After thirty years of reviewing business processes, I have noticed that the most important part of improving a process is whether or not the people involved are only worried about their job and their convenience? If you have employees that think and care about how their actions affect others, then you will have a much easier time identifying the points in the process that are causing you problems. If you have employees that don’t think about others, you will need to spend more time documenting and analyzing your current process. You will have to spend much more time implementing any improvements that the staff does not want to happen.

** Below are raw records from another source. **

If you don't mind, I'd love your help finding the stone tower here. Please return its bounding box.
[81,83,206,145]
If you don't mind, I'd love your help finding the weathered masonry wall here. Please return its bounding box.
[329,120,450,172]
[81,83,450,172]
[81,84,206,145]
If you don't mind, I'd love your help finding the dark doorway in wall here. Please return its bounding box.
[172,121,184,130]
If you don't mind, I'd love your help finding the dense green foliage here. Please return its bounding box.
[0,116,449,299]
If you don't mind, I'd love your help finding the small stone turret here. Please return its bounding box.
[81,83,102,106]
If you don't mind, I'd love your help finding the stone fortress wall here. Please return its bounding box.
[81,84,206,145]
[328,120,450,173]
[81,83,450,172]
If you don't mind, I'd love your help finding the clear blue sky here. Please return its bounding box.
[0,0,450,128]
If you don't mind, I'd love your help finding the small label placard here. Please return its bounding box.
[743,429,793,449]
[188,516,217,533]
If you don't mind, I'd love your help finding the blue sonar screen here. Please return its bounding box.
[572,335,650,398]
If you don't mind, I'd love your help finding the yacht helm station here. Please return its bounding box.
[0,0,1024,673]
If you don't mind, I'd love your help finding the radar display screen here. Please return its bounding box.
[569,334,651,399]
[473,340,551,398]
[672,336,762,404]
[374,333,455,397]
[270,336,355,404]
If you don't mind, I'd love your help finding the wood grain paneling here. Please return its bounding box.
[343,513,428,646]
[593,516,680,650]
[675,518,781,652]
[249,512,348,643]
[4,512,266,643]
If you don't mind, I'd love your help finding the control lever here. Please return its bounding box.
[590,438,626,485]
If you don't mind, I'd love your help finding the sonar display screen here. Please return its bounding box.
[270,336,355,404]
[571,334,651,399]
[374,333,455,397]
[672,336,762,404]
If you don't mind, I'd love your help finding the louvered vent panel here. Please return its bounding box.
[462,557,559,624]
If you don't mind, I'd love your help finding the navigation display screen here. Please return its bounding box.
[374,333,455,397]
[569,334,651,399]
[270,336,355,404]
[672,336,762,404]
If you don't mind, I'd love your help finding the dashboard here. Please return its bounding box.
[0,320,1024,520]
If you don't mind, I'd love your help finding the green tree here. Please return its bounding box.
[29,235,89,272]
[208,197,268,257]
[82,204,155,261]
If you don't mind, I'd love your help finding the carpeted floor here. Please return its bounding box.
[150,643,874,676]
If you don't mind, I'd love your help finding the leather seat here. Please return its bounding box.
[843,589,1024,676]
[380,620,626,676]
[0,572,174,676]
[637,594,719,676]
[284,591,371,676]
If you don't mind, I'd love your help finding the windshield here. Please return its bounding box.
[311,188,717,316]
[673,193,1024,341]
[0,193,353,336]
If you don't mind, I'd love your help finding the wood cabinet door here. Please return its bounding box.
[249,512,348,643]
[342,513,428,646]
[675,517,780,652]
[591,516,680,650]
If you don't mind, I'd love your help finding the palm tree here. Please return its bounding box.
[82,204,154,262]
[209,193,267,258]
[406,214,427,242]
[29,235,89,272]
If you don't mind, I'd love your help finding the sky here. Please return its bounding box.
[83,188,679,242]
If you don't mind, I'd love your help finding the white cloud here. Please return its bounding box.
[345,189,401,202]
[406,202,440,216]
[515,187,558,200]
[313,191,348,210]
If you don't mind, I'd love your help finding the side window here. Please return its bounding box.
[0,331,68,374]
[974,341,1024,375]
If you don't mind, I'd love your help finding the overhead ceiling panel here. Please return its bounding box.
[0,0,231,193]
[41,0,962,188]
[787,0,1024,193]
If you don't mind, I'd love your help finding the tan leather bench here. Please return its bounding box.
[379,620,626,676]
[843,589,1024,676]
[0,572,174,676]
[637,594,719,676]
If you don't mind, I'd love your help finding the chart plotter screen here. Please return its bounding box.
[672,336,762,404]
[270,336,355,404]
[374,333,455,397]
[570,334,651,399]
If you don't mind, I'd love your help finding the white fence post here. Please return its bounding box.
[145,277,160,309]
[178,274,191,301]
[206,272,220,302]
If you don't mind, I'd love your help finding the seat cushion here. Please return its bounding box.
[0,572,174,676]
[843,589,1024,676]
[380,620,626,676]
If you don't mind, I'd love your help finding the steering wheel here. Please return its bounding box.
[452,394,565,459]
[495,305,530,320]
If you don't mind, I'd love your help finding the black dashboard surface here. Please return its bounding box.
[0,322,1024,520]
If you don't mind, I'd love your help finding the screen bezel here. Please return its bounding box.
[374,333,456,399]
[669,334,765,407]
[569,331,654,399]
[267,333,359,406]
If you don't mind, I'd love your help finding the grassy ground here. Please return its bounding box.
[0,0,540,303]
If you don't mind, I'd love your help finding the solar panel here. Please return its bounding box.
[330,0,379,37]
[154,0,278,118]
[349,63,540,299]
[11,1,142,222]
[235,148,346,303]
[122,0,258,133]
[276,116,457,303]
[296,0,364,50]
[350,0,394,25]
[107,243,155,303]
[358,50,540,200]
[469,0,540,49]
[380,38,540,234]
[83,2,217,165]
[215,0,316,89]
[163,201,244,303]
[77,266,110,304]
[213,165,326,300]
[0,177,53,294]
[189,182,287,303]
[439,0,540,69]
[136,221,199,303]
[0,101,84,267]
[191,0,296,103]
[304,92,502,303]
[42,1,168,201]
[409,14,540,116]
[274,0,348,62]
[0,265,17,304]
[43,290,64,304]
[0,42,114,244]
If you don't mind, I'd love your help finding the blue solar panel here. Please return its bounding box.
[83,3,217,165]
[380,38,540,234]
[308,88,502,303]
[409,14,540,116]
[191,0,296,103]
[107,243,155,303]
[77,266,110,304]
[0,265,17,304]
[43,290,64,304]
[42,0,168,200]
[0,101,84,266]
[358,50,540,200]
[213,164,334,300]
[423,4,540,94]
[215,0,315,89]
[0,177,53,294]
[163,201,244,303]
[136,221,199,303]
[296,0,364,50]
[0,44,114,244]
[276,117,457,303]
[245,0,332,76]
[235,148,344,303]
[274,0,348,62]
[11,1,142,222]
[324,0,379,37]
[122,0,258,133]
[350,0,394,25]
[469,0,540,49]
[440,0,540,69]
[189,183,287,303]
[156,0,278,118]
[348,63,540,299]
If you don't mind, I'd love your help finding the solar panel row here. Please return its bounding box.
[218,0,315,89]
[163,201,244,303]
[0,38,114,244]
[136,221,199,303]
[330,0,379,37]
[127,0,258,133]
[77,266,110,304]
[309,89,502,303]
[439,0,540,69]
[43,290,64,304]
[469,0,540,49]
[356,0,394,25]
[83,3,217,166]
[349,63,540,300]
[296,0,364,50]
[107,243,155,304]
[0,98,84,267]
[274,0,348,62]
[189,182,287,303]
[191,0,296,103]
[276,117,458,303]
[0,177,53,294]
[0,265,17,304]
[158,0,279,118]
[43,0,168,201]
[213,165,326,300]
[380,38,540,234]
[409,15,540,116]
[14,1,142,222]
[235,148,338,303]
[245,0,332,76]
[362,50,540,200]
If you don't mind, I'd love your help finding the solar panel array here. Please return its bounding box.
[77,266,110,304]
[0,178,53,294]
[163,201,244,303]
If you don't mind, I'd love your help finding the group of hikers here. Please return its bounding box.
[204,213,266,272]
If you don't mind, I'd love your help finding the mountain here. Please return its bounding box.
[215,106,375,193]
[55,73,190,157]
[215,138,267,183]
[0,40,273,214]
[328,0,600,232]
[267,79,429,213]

With the implementation of a “mutual benefit overlay” to your process improvement methodology, you will identify your dedicated and quality workers…those workers that care about the company and others that interface with your company.
Mutual Benefit Overlay
A mutual benefit overlay to your process improvement strategy is documenting your process flow charts of how the work of each group of processes can affect other departments. You can use a “swim-lane diagram” or a modified mind map to show these relationships. Once you identify a process that has an impact on another person or department, you must gather addional information. Not only must you gather addional, non-traditional information, you must develop a ranking for each of the following data that will be used in your “process improvement risk analysis.”
Seeing The Big Picture
Once you have your processes documented and have created your mutual benefit overlay, you will be able to identify the best way to implement your process improvement. You will know if you need to train employees and managers on how their actions will affect others, if you have to remove employees, or if you will have to accept less efficient processes.
It is critical that you look at the whole picture with an understanding of how mutual benefit works and is being implemented in your company. When you come across problems with employees buying into the mutual benefit philosophy, you must look at what may be influencing them.
After your roundtables (see step 3 in this blog), process maps and mutual benefit overlay, it comes down to the senior management team seeing the big picture and being responsible for presenting that value and realizing what the expectations are. This usually means more work upfront for the senior team which will pay off for the company, the employees, the vendors and of course, the customers.